Não é nada extraordinário comparado ao peso intimista assumido pelo filme desde o início. Pelo contrário; nesse conflito, é a construção de uma premissa fraquíssima. Ao fugir dos personagens, a trama toma proporções megalomaníacas que tornam o filme por vezes entediante. É também o que explica a metragem ser desnecessariamente longa (2h43min), sendo grande parcela desses minutos usada para criar uma noção de gravidade que simplesmente não engrena.
Aqui o diretor Cary Fukunaga mantém a pedra fundamental dos novos filmes de Bond, tentando criar uma dinâmica entre empolgantes sequências de ação (destaque para a primeira do filme, na Itália), diálogos mais introspectivos sobre Bond e a adição de personagens interessantes, mas que falam muito mais sobre o agente do que sobre si mesmas. Neste contexto, uma escolha acertadíssima.
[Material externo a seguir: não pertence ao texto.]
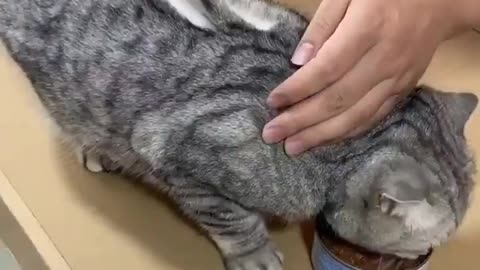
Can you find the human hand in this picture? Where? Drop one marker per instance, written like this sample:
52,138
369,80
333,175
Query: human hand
360,57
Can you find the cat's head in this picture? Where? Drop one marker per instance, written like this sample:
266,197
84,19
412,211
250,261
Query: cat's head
411,192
Isso porque mostra outro mérito do roteiro, focado em dar uma resolução ao personagem. Ao longo da obra somos apresentados, na forma de diálogos principalmente entre Bond e Madeleine, àperspectiva de futuro, à noção familiar que tanto afetou ambos os personagens, ou às divertidas interações entre Bond e Nomi (a contundente Lashana Lynch), que mostram como o futuro já está se desenrolando na compreensão de ver alguém assumir a sua posição.
Principalmente nessas cenas vemos como o ritmo do filme — que não deixa de ser afetado por uma trama fraca — se mantém divertido, com Daniel Craig em um timing cômico muito preciso, empunhado pelo carisma e tom cínico no mais tradicional jeito britânico passado pelo ator.
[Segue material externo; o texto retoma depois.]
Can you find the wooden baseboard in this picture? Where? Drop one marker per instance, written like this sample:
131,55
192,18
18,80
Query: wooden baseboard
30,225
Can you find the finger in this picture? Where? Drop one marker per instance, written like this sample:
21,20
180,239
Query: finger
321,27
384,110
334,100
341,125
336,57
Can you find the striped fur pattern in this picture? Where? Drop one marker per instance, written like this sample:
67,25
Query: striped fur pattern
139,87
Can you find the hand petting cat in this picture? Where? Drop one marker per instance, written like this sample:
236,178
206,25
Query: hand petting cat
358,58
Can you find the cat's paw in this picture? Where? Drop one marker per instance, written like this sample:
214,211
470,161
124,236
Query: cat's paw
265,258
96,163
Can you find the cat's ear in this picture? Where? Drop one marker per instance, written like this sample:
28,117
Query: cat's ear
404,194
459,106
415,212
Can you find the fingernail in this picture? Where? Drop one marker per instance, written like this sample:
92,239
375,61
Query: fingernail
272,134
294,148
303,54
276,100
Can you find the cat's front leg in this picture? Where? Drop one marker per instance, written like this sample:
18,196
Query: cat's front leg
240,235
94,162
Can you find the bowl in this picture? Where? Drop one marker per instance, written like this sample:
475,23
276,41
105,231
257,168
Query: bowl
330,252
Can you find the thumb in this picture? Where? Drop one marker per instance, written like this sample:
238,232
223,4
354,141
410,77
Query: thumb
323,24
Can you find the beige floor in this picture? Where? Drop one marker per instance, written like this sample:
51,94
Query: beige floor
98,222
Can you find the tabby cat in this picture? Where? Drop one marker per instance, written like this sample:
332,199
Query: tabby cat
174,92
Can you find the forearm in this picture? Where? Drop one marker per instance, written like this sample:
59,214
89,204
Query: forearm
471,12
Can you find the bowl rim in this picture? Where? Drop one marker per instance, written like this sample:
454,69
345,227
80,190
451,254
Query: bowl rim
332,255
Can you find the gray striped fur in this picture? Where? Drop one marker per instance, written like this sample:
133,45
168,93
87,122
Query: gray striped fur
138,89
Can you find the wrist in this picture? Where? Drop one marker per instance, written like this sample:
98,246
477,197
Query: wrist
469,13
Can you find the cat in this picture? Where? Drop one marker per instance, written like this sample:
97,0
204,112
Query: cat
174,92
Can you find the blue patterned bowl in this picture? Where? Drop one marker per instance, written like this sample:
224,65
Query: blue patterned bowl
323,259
Outro mérito de Fukunaga e equipe são as cenas de ação que continuam envolventes e precisas ao seguir o método que se tornou mais comum em Hollywood, ao deixar de lado câmeras tremidas para planos mais fixos e abrangentes que naturalmente facilitam a compreensão do que está acontecendo. Ainda que sejam boas, não espere nenhuma cena mais empolgante do que as mostradas em filmes anteriores. É aqui também que brilha o design de som do filme, em trechos como as representações reais de desorientação auditiva (e como isso é auxiliado pela atuação de Craig).
É curioso, no entanto, como o diretor tenta criar rimas visuais que não se encaixam bem, como a presença dos sinos nos momentos iniciais — um prenúncio do que virá? — ou a representação de Madeleine na sacada de sua casa, olhando para um homem abaixo. Outra demonstração de um uso excessivo de planos em câmera baixa que não mostram nada demais.
A parte final do filme mostra o quanto é dissonante a qualidade de Neal Purvis, Robert Wade, Fukunaga e a estreante Phoebe Waller-Bridge (da impecável Fleabag) ao desenvolver os personagens e a resolução de Bond com o contraste de uma trama que não dá o sentido de urgência pretendido. Isso faz com que os momentos finais pareçam muito mais um apelo forçado do que necessariamente um desenvolvimento natural da história.
Apesar disso, Sem Tempo Para Morrer não esquece o que se propõe. Mesmo com uma trama que deixa o filme por vezes entediante, é uma metragem que traz todas as características de 007 com cenas clássicas de ação, conspirações e vilões megalomaníacos (em um Rami Malek apagado), a classe e o charme do personagem.